On December 14 the 2016-17 Talisker Whisky Atlantic Challenge will get under way. This is a transatlantic race from La Gomera in the Canary Islands to Antigua in the West Indies.
It’s not a sailing race — it’s a rowing race.
It typically takes each team 40-45 days to make the crossing. There are twelve teams competing this year. There are teams of four, three, two, and solo crews. There are three American teams this year, including the American Oarsmen, three young men from the Houston, Texas area. The rules are simple enough — they cannot receive any outside assistance or support, and have to carry everything they need with them.

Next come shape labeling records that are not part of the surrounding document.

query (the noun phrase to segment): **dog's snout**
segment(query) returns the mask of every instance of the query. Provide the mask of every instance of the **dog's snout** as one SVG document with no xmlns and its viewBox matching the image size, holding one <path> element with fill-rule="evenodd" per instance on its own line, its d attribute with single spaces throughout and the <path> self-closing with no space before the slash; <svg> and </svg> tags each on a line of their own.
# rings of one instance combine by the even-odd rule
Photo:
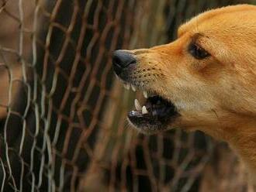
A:
<svg viewBox="0 0 256 192">
<path fill-rule="evenodd" d="M 124 68 L 135 63 L 136 58 L 133 54 L 125 50 L 114 51 L 112 55 L 112 63 L 116 74 L 119 74 Z"/>
</svg>

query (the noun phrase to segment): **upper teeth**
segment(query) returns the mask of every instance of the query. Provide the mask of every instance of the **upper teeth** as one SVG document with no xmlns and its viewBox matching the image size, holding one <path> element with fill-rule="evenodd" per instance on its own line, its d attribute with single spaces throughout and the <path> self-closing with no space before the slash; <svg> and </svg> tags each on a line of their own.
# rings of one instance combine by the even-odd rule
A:
<svg viewBox="0 0 256 192">
<path fill-rule="evenodd" d="M 130 90 L 130 84 L 123 84 L 123 87 L 124 87 L 126 89 Z"/>
<path fill-rule="evenodd" d="M 127 90 L 130 90 L 130 88 L 131 87 L 134 92 L 137 91 L 137 87 L 133 84 L 130 84 L 125 83 L 125 84 L 123 84 L 123 87 Z M 145 98 L 148 98 L 148 93 L 146 91 L 143 91 L 143 95 L 144 96 Z"/>
</svg>

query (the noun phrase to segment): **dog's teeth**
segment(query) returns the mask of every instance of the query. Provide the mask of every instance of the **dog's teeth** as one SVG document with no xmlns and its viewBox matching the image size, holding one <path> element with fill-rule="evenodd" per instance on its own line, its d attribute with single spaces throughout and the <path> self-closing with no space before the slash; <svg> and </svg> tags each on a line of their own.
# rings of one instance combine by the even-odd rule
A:
<svg viewBox="0 0 256 192">
<path fill-rule="evenodd" d="M 131 85 L 132 90 L 135 92 L 136 91 L 136 87 L 133 84 Z"/>
<path fill-rule="evenodd" d="M 148 111 L 147 111 L 147 108 L 146 108 L 145 106 L 143 106 L 143 107 L 142 107 L 142 110 L 141 110 L 141 111 L 142 111 L 142 114 L 143 114 L 143 115 L 148 113 Z"/>
<path fill-rule="evenodd" d="M 141 110 L 140 104 L 140 102 L 137 99 L 134 100 L 134 105 L 135 105 L 135 108 L 136 108 L 137 111 L 140 111 Z"/>
<path fill-rule="evenodd" d="M 145 98 L 148 98 L 147 92 L 147 91 L 143 91 L 143 95 L 144 96 Z"/>
<path fill-rule="evenodd" d="M 123 87 L 124 87 L 126 89 L 130 90 L 130 84 L 123 84 Z"/>
</svg>

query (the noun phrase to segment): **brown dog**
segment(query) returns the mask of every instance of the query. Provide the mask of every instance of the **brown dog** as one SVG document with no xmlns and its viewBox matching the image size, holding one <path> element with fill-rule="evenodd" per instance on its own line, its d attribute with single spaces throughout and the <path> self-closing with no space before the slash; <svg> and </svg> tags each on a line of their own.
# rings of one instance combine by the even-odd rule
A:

There are no support vessels; if they have an emergency, they will have to rely on a passing vessel for assistance.
Three native Houstonians — Michael Matson (r.), David Alviar (l.), and Brian Krauskopf (c.) — will depart the Canary Islands to the coast of Africa on a 3,000 mile journey, unsupported across the Atlantic Ocean. Swells, exhaustion, hunger, sleepless nights, total isolation, and an unforgiving sea are a few of the obstacles between that stand between them and crossing an ocean. Determined, resolute, and eager to champion their causes, nothing will prevent them from making this a reality.
Carrying all their own food and water, they will row across the waves undaunted in their mission compete in the 2016 Talisker Whisky Atlantic Challenge. Using only oars as a power source, they plan to shatter three world rowing records:
- The first Texans to row an ocean
- The first three-man boat to row across the Atlantic Ocean
- The fastest American boat to row the Atlantic Ocean in less than forty-five days
All three oarsmen were commissioned as Admirals in the Texas Navy by Governor Greg Abbott. Skipper Mike Matson received his commission first followed by commissions for his crew Brian Krauskopf and David Alviar.
Anne, the American Oarsmen’s trusted rowboat, is now a commissioned ship in the Texas Navy – she will be the first vessel in over 150 years to hit the high seas under that title. The boat is named for Anne McCormick Sullivan, a Houston firefighter who lost her life in the line of duty in 2013.